その土地に、小さな、しかし、はっきりとした文字で、こう記されていた。
『旧ナティアーノ公国領』
……公国?
ナティアーノ家は、建国以来、侯爵家であったはずだ。
公爵家ですら、ない。ましてや、国など。
震える手で、ページをめくる。
そこには、衝撃的な記述があった。
建国神話の裏で、歴史から抹消された、もう一つの王家の存在。
そして、その王家の血を引く末裔が、臣下として下り、ナティアーノ家を名乗った、と。
「まさか……」
血の気が、引いていく。
父たちが企てたのは、単なる王家転覆ではなかった。
彼らにとっては、それは、『王位の奪還』だったのだ。
自分たちこそが、この国の、正当な統治者であると。
その歪んだ大義名分が、父を、あの狂気じみた計画へと駆り立てたのだ。
さらに、私は、別の書物から、もう一つの事実を見つけ出す。
それは、現在の王家の血統図。
その片隅に、ごく小さく、注釈が記されていた。
『――三代前の王妃は、クロワ公爵家より嫁ぐ。
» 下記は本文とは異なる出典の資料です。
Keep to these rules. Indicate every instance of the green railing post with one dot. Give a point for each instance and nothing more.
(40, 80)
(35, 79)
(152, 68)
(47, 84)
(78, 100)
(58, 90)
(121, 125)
その際、血の断絶を避けるため、遠縁の血族を養子として迎え、世継ぎとする』
つまり、今の王家には、建国王の血が、直接には流れていない……?
「……なんて、こと……」
私は、その場に座り込みそうになるのを、必死でこらえた。
これは、この国の歴史を、根底から覆しかねない、あまりにも危険な秘密だ。
父は、この事実を突きつけ、王家を脅迫し、その座を奪い取るつもりだったのだ。
私は、見つけ出した資料を、強く胸に抱きしめる。
これを、どうすればいい?
黙っていれば、私は、このまま王子の婚約者として、穏やかに暮らせるかもしれない。
けれど。
私の脳裏に浮かんだのは、アレクシス王子の、真摯な顔だった。
彼を、騙したまま、その隣に居続けることなど、私には到底、できそうになかった。
私は、覚悟を決めた。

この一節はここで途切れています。